Peki, çocukluğumuzdan, gençliğimize-yetişkinliğimize kadar bizi ‘hayata yeterli kılan sınavlara’ nerelerde hazırlandık?
Eğitimde piyasalaştırma adını verdiğimiz bu süreç, IMF standby düzenlemeleri ve DB “yapısal uyarlama kredi sistemi” gereğince alınan kararların sonucu olarak başladı. Ve asıl olarak kendini 1990’lı yıllarda hissettirmeye başladı.
Önce dershaneler girdi hayatımıza, meşrulaştı; sonra özel okullar-özel üniversiteler. Bir türlü yetmedi eğitim bizi tamamlamaya, hep vasıflarımızı geliştirmemiz gerekti. Dil öğrenmek için, teknolojiyi öğrenmek için, ehliyet almak için hep özel kurslara gitmeye başladık. Engelli kardeşlerimizin gittiği özel eğitim ve rehabilitasyon merkezleri açılmaya başladı. Şimdi hayatımızın her yanında bir özel öğretim kurumu var.
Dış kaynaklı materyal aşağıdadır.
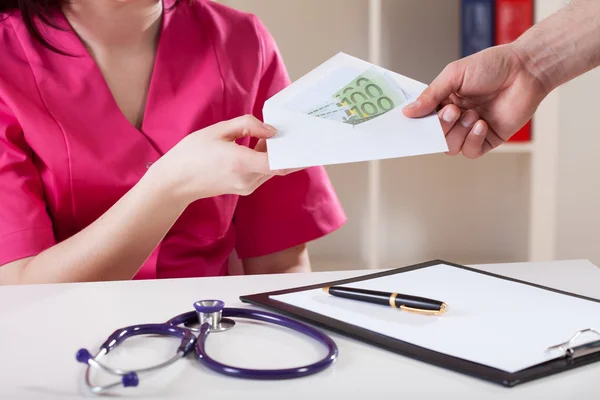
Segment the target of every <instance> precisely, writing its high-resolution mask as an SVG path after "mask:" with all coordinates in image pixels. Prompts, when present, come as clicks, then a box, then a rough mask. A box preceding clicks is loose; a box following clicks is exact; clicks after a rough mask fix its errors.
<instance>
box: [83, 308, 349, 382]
mask: <svg viewBox="0 0 600 400" xmlns="http://www.w3.org/2000/svg"><path fill="white" fill-rule="evenodd" d="M194 308H195V311H190V312H186V313H183V314H180V315H177V316H176V317H174V318H171V319H170V320H168V321H167V322H166V323H158V324H142V325H132V326H128V327H125V328H122V329H118V330H116V331H115V332H113V333H112V334H111V335H110V336H109V337H108V338H107V339H106V341H105V342H104V343H103V344H102V345H101V346H100V348H99V350H98V352H97V353H96V354H95V355H94V356H92V355H91V353H90V352H89V351H88V350H86V349H80V350H79V351H78V352H77V355H76V359H77V361H78V362H80V363H83V364H87V368H86V372H85V383H86V385H87V387H88V388H89V389H90V390H91V391H92V392H94V393H100V392H104V391H106V390H108V389H112V388H115V387H119V386H123V387H135V386H138V384H139V376H138V374H140V373H144V372H150V371H155V370H157V369H160V368H164V367H167V366H169V365H171V364H173V363H174V362H176V361H177V360H179V359H181V358H184V357H186V356H187V355H188V354H189V353H191V352H192V351H193V350H194V349H195V353H196V358H197V359H198V361H200V362H201V363H203V364H204V365H205V366H206V367H208V368H210V369H211V370H213V371H216V372H218V373H221V374H224V375H227V376H231V377H237V378H246V379H261V380H266V379H291V378H300V377H303V376H307V375H312V374H315V373H317V372H320V371H322V370H324V369H325V368H327V367H328V366H330V365H331V364H332V363H333V362H334V361H335V360H336V359H337V356H338V348H337V346H336V344H335V342H334V341H333V340H332V339H331V338H330V337H329V336H327V335H325V334H324V333H322V332H320V331H318V330H317V329H315V328H312V327H311V326H309V325H306V324H303V323H301V322H298V321H295V320H293V319H290V318H287V317H284V316H282V315H278V314H273V313H269V312H265V311H259V310H253V309H244V308H226V307H225V303H224V302H222V301H220V300H202V301H197V302H196V303H194ZM223 317H225V318H223ZM227 317H229V318H227ZM231 318H245V319H253V320H258V321H264V322H268V323H273V324H276V325H280V326H283V327H285V328H289V329H293V330H295V331H297V332H299V333H302V334H304V335H307V336H309V337H311V338H313V339H314V340H316V341H318V342H319V343H321V344H322V345H324V346H325V347H326V348H327V350H328V353H327V355H326V356H325V357H324V358H322V359H321V360H319V361H317V362H315V363H313V364H309V365H304V366H301V367H296V368H286V369H247V368H238V367H233V366H230V365H225V364H222V363H220V362H218V361H216V360H214V359H213V358H211V357H210V356H209V355H208V354H207V353H206V339H207V338H208V335H209V334H210V333H213V332H215V333H216V332H224V331H226V330H228V329H231V328H232V327H233V326H234V325H235V321H234V320H232V319H231ZM198 322H199V327H198V328H193V327H191V325H193V324H195V323H198ZM194 332H197V333H198V336H196V335H195V334H194ZM139 335H161V336H170V337H175V338H179V339H181V343H180V345H179V347H178V348H177V352H176V353H175V355H174V356H173V357H171V358H170V359H168V360H167V361H165V362H162V363H160V364H156V365H153V366H150V367H147V368H142V369H138V370H135V371H129V370H123V369H118V368H112V367H108V366H106V365H104V364H102V363H101V362H100V361H99V359H100V358H101V357H103V356H106V355H107V354H108V353H109V352H110V351H111V350H114V349H115V348H116V347H117V346H119V345H120V344H122V343H123V342H124V341H125V340H127V339H129V338H131V337H134V336H139ZM92 367H94V368H97V369H100V370H102V371H105V372H107V373H109V374H113V375H117V376H120V377H121V380H120V381H117V382H114V383H110V384H106V385H103V386H94V385H92V383H91V381H90V370H91V368H92Z"/></svg>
Öğretmenlerin mecburi hizmet yeri; ÖZEL ÖĞRETİM KURUMLARI
Devlet okullarında çalışan öğretmenlerin hepsi devlet memuruydu; hatta 657’li diye de anılırlar. Önceleri özel öğretim kurumları sayıca çok azdı; az öğrencisi vardı. Öğretmenlere de kurucularına da iyi para kazandırıyordu. Öğretmenler devlet memurluğunu bırakıp dershanelerde çalışabiliyordu; özeli devlete tercih ediyorlardı. Tabii bu bir geçiş dönemiydi; ‘özel’ olan en iyi hizmeti verir ideolojisi ile kandırıldık.
Eğitimin özelleştirilmesi için eğitimin maliyeti azaltılmalı, bütçe daraltılmalıydı; bunun için devlet memurluğuna dayanan personel istihdam biçimi güvencesiz ve kuralsız şekilde yeniden tanımlandı. Öğretmen kelimesi artık yeni sıfatlarla tanımlanıyor; 657’li-kadrolu, 657-4b’li-sözleşmeli, ücretli, vekil, usta öğretici…
Devlet okullarında hal böyleyken özel sektörde de ders ücretli, yarım kadro, tam kadro, stajyer, uzman eğitimci… vs gibi statüler bulunuyor. Son on yılda özel öğretim kurumları sayıları binlerle ifade edilmeye başladı ve bu kurumlara giden öğrenci sayıları da yüz binlerle ifade ediliyor. ‘ÖZEL’in sahibi patronlar karı maksimize etmek için ilk saldırısını çalışanların maaşlarını değersizleştirerek, çalışma koşullarını zorlaştırarak yaptı. Ve daha önceleri devlete göre tercih edilen özel dershaneler-özel okullar şimdi devlete kapağı atana kadar ‘mecburi hizmet yerleri‘ oldu.
Bizler mecburi hizmet yerlerinde çile doldurup sadece kendimiz yaşıyoruz diye düşünürken gördük ki, güvencesiz öğretmenlerin sayısı her sene kadrolu öğretmenleri kuşatarak büyümektedir. Bizim için geçici olduğunu düşündüğümüz bu çalışma koşulları, aslında bir sektör olarak eğitim alanındaki hâkim çalışma ilişkisi haline gelmiş durumda. Bu durumun yıllar içinde, bizim müdahalemiz olmadan düzeleceğini zannetmek ise, eğitim alanında yapılan ve yapılmak istenen değişimleri ve sonucunda ortaya çıkan sayıları hesaba katınca ham hayalden ibaret görünüyor.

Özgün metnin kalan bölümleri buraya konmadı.